A Novel Frequency Scanning Variable PRI Imaging Mode for Ultrawide Continuous Swath Spaceborne SAR Imaging

• Published in: IEEE journal of selected topics in applied earth observations and remote sensing Vol. 18; pp. 18581 - 18597
• Main Authors: Song, Ruizhen, Wang, Wei, Zhang, Yongwei, Wu, Yuwei, Yu, Weidong
• Format: Journal Article
• Language: English
• Published: Piscataway IEEE 2025; The Institute of Electrical and Electronics Engineers, Inc. (IEEE)
• Subjects: Azimuth; Bandwidth; Beamforming; Frequency scanning; Imaging; Imaging techniques; joint time-frequency filtering (JTFF); Linear antenna arrays; Pulse duration; Pulse repetition interval; Radar imaging; Radar polarimetry; Remote sensing; SAR (radar); Scanning; Signal processing; Spaceborne radar; Synthetic aperture radar; synthetic aperture radar (SAR); System performance; Time-frequency analysis; variable pulse repetition interval (PRI)

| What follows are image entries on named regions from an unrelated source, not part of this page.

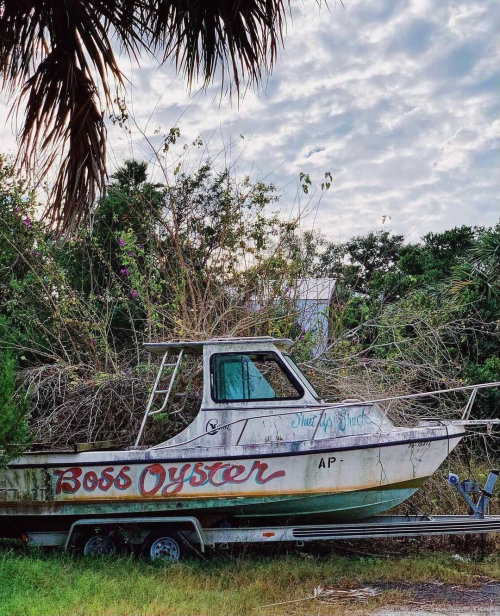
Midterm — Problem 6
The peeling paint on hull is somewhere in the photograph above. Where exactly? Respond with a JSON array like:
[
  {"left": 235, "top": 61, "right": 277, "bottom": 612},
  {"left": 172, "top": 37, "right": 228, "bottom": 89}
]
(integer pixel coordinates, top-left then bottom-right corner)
[{"left": 0, "top": 426, "right": 463, "bottom": 520}]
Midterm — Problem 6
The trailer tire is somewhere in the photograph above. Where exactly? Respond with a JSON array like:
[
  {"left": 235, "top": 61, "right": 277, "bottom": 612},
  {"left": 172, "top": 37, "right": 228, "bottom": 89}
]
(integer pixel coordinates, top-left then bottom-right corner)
[
  {"left": 142, "top": 531, "right": 187, "bottom": 563},
  {"left": 77, "top": 532, "right": 128, "bottom": 557}
]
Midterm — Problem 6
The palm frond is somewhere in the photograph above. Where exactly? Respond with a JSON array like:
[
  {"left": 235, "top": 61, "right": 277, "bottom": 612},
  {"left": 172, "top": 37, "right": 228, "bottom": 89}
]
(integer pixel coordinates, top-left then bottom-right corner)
[{"left": 0, "top": 0, "right": 286, "bottom": 232}]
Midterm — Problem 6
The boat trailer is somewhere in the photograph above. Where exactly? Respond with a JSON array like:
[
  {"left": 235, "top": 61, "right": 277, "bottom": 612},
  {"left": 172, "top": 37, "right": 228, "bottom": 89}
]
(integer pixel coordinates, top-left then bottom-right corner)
[{"left": 23, "top": 470, "right": 500, "bottom": 561}]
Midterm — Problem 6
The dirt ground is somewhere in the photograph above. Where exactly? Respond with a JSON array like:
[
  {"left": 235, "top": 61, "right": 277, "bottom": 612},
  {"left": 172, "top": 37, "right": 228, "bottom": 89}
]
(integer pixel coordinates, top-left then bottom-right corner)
[{"left": 371, "top": 581, "right": 500, "bottom": 616}]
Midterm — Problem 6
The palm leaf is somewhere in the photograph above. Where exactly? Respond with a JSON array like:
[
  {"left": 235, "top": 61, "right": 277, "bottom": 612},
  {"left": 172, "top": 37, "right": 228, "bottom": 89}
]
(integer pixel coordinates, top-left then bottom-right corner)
[{"left": 0, "top": 0, "right": 285, "bottom": 232}]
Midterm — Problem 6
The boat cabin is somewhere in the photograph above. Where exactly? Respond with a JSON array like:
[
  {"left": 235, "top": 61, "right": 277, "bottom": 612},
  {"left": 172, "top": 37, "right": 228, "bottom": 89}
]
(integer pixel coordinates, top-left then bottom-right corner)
[{"left": 136, "top": 336, "right": 393, "bottom": 449}]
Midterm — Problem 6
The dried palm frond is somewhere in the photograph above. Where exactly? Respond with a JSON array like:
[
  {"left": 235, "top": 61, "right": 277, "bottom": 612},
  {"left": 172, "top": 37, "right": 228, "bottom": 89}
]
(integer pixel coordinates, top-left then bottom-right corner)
[{"left": 0, "top": 0, "right": 284, "bottom": 232}]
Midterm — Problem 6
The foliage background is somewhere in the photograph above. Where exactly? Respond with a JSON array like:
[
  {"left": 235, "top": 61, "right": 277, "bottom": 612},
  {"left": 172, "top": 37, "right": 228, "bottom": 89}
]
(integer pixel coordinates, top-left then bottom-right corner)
[{"left": 0, "top": 146, "right": 500, "bottom": 476}]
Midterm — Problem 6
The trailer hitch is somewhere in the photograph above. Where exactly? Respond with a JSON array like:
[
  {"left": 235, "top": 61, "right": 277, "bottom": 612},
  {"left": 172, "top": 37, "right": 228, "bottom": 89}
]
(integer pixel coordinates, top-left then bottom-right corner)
[{"left": 448, "top": 470, "right": 500, "bottom": 520}]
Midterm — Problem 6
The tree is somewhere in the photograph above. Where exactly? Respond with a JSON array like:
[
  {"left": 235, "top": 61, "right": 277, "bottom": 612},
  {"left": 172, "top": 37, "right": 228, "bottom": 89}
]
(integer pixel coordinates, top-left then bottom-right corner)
[{"left": 0, "top": 0, "right": 285, "bottom": 231}]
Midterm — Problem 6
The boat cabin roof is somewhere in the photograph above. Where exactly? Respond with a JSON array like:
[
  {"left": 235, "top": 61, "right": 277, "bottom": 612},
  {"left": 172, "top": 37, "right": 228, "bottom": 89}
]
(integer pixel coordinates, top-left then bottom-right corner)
[{"left": 144, "top": 336, "right": 294, "bottom": 355}]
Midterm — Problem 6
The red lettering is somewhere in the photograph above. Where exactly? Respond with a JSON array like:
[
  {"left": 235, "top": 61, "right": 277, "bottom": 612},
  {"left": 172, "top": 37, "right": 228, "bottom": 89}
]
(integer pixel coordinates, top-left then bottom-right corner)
[
  {"left": 205, "top": 462, "right": 229, "bottom": 487},
  {"left": 99, "top": 466, "right": 115, "bottom": 492},
  {"left": 222, "top": 464, "right": 249, "bottom": 483},
  {"left": 54, "top": 466, "right": 82, "bottom": 494},
  {"left": 139, "top": 464, "right": 166, "bottom": 496},
  {"left": 252, "top": 460, "right": 286, "bottom": 484},
  {"left": 83, "top": 471, "right": 99, "bottom": 492},
  {"left": 189, "top": 462, "right": 208, "bottom": 488},
  {"left": 162, "top": 463, "right": 191, "bottom": 496},
  {"left": 115, "top": 466, "right": 132, "bottom": 490}
]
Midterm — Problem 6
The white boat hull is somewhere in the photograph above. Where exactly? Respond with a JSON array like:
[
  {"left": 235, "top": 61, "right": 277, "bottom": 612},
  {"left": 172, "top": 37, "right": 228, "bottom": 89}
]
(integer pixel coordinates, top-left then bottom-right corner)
[{"left": 0, "top": 425, "right": 464, "bottom": 519}]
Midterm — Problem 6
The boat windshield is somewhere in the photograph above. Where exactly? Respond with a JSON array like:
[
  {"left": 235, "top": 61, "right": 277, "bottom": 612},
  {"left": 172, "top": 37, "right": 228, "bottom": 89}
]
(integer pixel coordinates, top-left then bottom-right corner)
[
  {"left": 283, "top": 353, "right": 321, "bottom": 400},
  {"left": 211, "top": 352, "right": 304, "bottom": 402}
]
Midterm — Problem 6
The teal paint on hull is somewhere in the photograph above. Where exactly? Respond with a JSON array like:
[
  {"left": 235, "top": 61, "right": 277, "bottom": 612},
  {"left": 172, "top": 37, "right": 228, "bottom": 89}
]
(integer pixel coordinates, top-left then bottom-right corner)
[
  {"left": 235, "top": 487, "right": 418, "bottom": 521},
  {"left": 6, "top": 479, "right": 424, "bottom": 520}
]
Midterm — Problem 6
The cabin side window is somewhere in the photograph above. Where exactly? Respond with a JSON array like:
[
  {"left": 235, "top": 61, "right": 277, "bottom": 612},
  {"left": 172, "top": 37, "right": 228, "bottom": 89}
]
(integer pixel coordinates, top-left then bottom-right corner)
[{"left": 211, "top": 352, "right": 304, "bottom": 402}]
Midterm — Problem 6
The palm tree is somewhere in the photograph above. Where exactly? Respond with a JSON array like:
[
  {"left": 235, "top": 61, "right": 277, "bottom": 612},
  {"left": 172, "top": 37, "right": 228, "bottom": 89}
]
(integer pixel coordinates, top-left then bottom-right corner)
[
  {"left": 449, "top": 225, "right": 500, "bottom": 311},
  {"left": 0, "top": 0, "right": 286, "bottom": 232}
]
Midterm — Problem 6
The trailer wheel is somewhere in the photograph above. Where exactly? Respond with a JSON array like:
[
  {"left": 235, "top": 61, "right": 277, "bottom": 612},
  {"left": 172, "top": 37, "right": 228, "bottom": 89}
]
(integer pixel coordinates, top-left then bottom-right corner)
[
  {"left": 143, "top": 531, "right": 186, "bottom": 563},
  {"left": 78, "top": 532, "right": 127, "bottom": 557}
]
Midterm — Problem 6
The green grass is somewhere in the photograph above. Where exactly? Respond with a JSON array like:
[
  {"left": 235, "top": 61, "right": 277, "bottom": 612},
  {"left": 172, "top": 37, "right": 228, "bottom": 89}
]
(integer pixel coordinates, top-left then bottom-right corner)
[{"left": 0, "top": 551, "right": 500, "bottom": 616}]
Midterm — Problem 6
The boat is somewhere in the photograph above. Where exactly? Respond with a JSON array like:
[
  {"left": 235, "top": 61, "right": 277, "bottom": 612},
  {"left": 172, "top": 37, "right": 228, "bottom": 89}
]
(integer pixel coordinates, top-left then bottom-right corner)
[{"left": 0, "top": 337, "right": 495, "bottom": 530}]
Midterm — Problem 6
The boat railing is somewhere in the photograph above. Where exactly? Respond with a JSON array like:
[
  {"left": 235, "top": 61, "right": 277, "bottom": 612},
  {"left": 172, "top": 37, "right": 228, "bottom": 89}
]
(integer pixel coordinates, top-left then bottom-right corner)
[{"left": 149, "top": 381, "right": 500, "bottom": 449}]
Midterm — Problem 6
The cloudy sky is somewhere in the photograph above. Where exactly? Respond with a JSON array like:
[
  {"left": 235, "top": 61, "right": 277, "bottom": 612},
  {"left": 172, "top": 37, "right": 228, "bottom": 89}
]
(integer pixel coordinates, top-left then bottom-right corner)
[{"left": 0, "top": 0, "right": 500, "bottom": 240}]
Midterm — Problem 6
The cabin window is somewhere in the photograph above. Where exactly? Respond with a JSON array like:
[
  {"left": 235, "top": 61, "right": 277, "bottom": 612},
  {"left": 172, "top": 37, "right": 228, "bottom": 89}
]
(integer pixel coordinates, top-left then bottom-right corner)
[
  {"left": 283, "top": 355, "right": 321, "bottom": 400},
  {"left": 211, "top": 352, "right": 304, "bottom": 402}
]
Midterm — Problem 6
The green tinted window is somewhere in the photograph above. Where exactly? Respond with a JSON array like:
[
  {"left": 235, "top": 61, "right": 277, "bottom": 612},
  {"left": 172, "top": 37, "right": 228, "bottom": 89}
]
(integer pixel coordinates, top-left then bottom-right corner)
[{"left": 212, "top": 353, "right": 304, "bottom": 401}]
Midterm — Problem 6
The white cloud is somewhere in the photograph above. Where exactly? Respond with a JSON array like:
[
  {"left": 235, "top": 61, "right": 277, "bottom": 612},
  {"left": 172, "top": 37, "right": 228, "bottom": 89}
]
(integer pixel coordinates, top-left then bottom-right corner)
[{"left": 0, "top": 0, "right": 500, "bottom": 239}]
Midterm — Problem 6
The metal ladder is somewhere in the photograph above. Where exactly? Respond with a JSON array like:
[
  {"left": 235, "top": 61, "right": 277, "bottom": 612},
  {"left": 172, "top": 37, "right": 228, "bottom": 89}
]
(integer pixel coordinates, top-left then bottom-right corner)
[{"left": 134, "top": 349, "right": 184, "bottom": 447}]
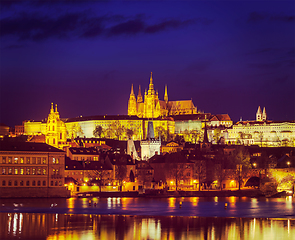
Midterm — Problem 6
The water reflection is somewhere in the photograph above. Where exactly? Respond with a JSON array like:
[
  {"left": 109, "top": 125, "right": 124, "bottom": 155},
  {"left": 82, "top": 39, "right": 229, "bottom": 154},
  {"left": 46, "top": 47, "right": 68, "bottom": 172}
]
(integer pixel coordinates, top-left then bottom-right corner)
[{"left": 0, "top": 213, "right": 295, "bottom": 240}]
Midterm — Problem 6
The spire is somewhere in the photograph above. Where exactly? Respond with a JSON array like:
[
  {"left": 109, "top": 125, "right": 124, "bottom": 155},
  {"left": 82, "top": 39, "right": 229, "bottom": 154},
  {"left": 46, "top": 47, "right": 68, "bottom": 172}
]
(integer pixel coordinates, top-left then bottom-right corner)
[
  {"left": 137, "top": 85, "right": 143, "bottom": 103},
  {"left": 164, "top": 85, "right": 168, "bottom": 103},
  {"left": 130, "top": 84, "right": 135, "bottom": 96},
  {"left": 203, "top": 122, "right": 209, "bottom": 143},
  {"left": 148, "top": 72, "right": 155, "bottom": 95},
  {"left": 262, "top": 107, "right": 267, "bottom": 121},
  {"left": 50, "top": 103, "right": 54, "bottom": 113},
  {"left": 147, "top": 121, "right": 155, "bottom": 140},
  {"left": 256, "top": 106, "right": 262, "bottom": 121}
]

• ISSN: 1939-1404; 2151-1535
• DOI: 10.1109/JSTARS.2025.3590756

Digital beamforming (DBF) technique in elevation and variable pulse repetition interval (PRI) technique in azimuth are used to achieve ultrawide continuous swath imaging in synthetic aperture radar (SAR). However, the use of DBF technique inevitably increases the complexity of the spaceborne SAR system. To tackle this problem, a novel frequency scanning variable PRI (FS-VPRI) spaceborne SAR imaging mode is proposed in this article. In this mode, an advanced frequency scanning technique is employed in elevation, which together with the variable PRI technique to achieve ultrawide continuous swath imaging. In view of the opportunities and challenges presented by the use of the above two techniques, the modeling of FS-VPRI SAR is presented, including system model and signal model. Then, fully taking the special echo timing of FS-VPRI SAR into account, a dedicated PRI sequence is designed, where the improved linear PRI design strategy is adopted to take advantage of a relatively large pulse duration. Moreover, a complete signal processing procedure for FS-VPRI SAR is proposed, where an echo separation approach, termed joint time-frequency filtering, is developed. Finally, simulations are conducted to verify the advancement of the proposed FS-VPRI SAR, and the results demonstrate that FS-VPRI SAR can obtain superior system performance at a low cost. The work in this article can be viewed as an important candidate for future spaceborne SAR.